Helping Higgins through the court proceedings after Jack’s death was Ines Cenatiempo, victim-witness coordinator for the Connecticut Department of Justice. Cenatiempo has worked with countless families looking for justice in the past, but the Higgins family had a lasting impact on her.

“Ms. Higgins and her husband were wonderful to work with,” Cenatiempo said. “I wish I did not have to meet them under such tragic circumstances, but despite the loss of their son, they were both passionate about being involved in outreach and awareness concerning the opioid crisis.  I admire them for the courage it takes to keep going, and to speak out about this epidemic.”

Cenatiempo runs panels of her own which seek to shine a light on the horrors that addiction wreaks on families, and has hosted one in Hamden. She asked Higgins to speak for her group, but it came at a time that Higgins was not ready to speak about her tragedy in public. Cenatiempo hosts such panels not just because it is part of her job description, but she also is a primary witness to the alarming trend that is happening around her.

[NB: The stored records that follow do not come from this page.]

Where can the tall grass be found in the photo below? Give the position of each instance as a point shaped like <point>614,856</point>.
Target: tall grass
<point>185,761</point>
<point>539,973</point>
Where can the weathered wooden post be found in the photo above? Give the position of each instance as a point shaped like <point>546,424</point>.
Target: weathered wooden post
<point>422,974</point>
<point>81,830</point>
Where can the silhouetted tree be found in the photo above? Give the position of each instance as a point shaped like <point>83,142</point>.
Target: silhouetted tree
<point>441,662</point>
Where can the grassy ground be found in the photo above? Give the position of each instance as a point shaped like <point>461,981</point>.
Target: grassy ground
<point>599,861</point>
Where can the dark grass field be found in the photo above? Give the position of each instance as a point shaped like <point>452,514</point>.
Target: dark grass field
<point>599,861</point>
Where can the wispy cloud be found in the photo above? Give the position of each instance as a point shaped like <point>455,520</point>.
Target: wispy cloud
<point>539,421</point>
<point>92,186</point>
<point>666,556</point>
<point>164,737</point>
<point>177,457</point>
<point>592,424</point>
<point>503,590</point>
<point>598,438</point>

“I have worked on almost every overdose case our office has prosecuted, which is over 100 cases,” Cenatiempo said. “The past two years have seen a dramatic increase in these types of cases.”

As the fatalities continue to rise, the battle in Hamden rages on for Higgins. Despite a lack of attendance at her previous panels, she still continues to hold these types of meetings . As she struggles to find a niche that will attract parents to learn about this fatal issue, she continues to work to give herself a sense of helpful purpose.

“I just don’t want it to be my identity,” Higgins says. “I don’t want to be seen as that woman who lost her son. I want to be the woman that lost her son and is fighting really hard to raise awareness and wake people up.”

Painting of Jack Higgins, which is displayed in the Higgins household to keep his memory alive

Painting of Jack Higgins, which is displayed in the Higgins household to keep his memory alive

Jack’s memory is everywhere in the Higgins household. His friends still come to visit regularly and check on the family. His pictures are littered about the house, bringing a warm smile to Higgins’ face every time she walks by. She remembers the good times with her son, but is also reminded of his painful truth. She stumbled across 10 bags of heroin while retrieving something from Jack’s room just weeks ago, now almost a year and a half since his passing. The reminders are not a reason to be ashamed. For Higgins, it is a reason to emerge from the shadows of addiction and spread the word so it doesn’t have to devastate another Hamden family.